Legislators overwhelmingly approve $335M deal to bring Faraday to NLV

Updated Saturday, Dec. 19, 2015 | 5:29 p.m.

Gov. Brian Sandoval has signed a four bills as part of a $335 million tax package to lure Faraday Future to North Las Vegas, calling today a “historic day.”

The Assembly, amid some grumbling by a small minority, earlier today approved three bills that would send tax breaks paving the way for the electric car manufacturer to move to Southern Nevada.

The three-bill package was approved 37-4. The vote wrapped up a four-day special session, and Gov. Brian Sandoval is set to sign the bills.

The Senate had already passed AB1, which provides $2.5 million for training for high-skilled jobs. Democratic Minority Leader Irene Bustamante Adams, D-Las Vegas, called the bill an opportunity to create jobs. Majority Leader Paul Anderson, R-Las Vegas, said AB1 will bring $85 billion in benefits.

Faraday will receive abatements on sales-and-use taxes for 15 years and the modified business tax for 10 years.

Administration officials praised the package as “incentives to create a new Nevada.”

Faraday envisions employing 4,500 people in the next nine years at an average salary of $22 an hour; entry-level workers will earn $15-$17 an hour. And 50 percent of the jobs will go to people who have lived in Nevada for 60 days. Veterans will be hired without the 60-day requirements if they have a driver’s license.

Faraday will put these tax savings in a trust fund, and the money will not be released until the company spends $1 billion. The company also has pledged to donate $1 million a year to the Clark County School District starting in 2018.

The state Department of Transportation will spend $50 million to widen the highway and build better access to the Apex Industrial Park. Special districts will be created to spend sell $175 million in bonds for infrastructure at the site.

The bonds will be for a rail-line unit, electricity, flood control and other needs for the park. The bonds will be paid off from the increased revenues created by the districts. If there is not enough revenue to make the payment on the bonds, North Las Vegas will have to start to retire them; the bonds are backed by the full faith and credit of the state.

Under SB3 the Southern Nevada Water Authority will supply 1,700 acre-feet to Faraday. A compromise was reached for North Las Vegas to give the Water Authority the rights.
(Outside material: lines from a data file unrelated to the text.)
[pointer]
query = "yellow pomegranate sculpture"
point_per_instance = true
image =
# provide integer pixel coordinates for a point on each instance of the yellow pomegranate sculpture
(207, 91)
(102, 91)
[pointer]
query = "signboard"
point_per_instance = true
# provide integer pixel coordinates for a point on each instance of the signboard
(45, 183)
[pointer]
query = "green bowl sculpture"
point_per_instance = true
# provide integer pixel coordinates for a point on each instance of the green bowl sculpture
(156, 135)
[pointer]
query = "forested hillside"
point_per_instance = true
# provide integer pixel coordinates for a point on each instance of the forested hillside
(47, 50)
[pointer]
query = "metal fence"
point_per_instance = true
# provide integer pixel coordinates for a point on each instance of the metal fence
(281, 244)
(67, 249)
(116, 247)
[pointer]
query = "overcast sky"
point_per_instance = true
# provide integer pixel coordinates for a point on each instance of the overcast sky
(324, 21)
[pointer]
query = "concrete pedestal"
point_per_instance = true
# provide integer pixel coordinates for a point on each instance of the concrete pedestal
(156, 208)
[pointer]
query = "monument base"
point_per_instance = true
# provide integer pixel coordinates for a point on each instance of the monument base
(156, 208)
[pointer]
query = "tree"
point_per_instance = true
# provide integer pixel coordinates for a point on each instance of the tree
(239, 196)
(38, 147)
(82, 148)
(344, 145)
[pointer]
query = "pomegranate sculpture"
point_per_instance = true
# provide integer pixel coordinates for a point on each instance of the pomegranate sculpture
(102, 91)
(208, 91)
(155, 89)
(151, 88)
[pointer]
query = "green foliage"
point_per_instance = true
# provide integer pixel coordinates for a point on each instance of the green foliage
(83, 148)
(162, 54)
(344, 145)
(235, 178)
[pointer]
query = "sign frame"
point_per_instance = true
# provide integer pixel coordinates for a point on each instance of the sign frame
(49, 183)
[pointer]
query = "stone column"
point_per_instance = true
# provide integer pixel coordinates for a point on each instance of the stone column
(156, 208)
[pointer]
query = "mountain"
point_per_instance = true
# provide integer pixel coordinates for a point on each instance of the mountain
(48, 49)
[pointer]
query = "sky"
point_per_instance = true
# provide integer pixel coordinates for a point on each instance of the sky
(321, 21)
The agreement will be reviewed in 2021.

SB2 sets in motion the process for the state to speed up water rights for this project.

Water rates for citizens of North Las Vegas and the surrounding cities will not be increased as part of the agreement with the Water Authority.

Faraday has not yet built its electric car but plans to unveil a model at the auto show next year in Las Vegas.

Opposing the measures were Ira Hansen, R-Sparks; Robin Titus, R-Wellington; Shelly Shelton, R-Las Vegas; and Brent Jones, R-Las Vegas.

Hansen complained Nevada was giving a large subsidy to a Chinese company that will compete with American-owned Tesla.

But Assemblywoman Michelle Fiore, R-Las Vegas, said Faraday is an American company and that Nevada has to diversify.

Shelton said the Nevada Constitution prohibits the state from investing in private companies. Sandoval officials countered that there are many instances in which the state provides these incentives.

North Las Vegas Mayor John Lee, meanwhile, called the tax package a “game changer” that will shift Southern Nevada's economy. His comment came shortly before the governor signed the bills in the old Assembly Chambers of the State Capitol.

“We had to come together,” he told an assembled crowd of about 75 people. He singled out AB1, which provides $2.5 million to start training programs to prepare workers.

Sandoval said Apex Industrial Park is mostly vacant and predicted that “We won’t be able to recognize it 10 years from now.”

The location of Faraday and development of the industrial park “is the salvation of North Las Vegas,” Lee said of his city, which was hard-hit during the recession.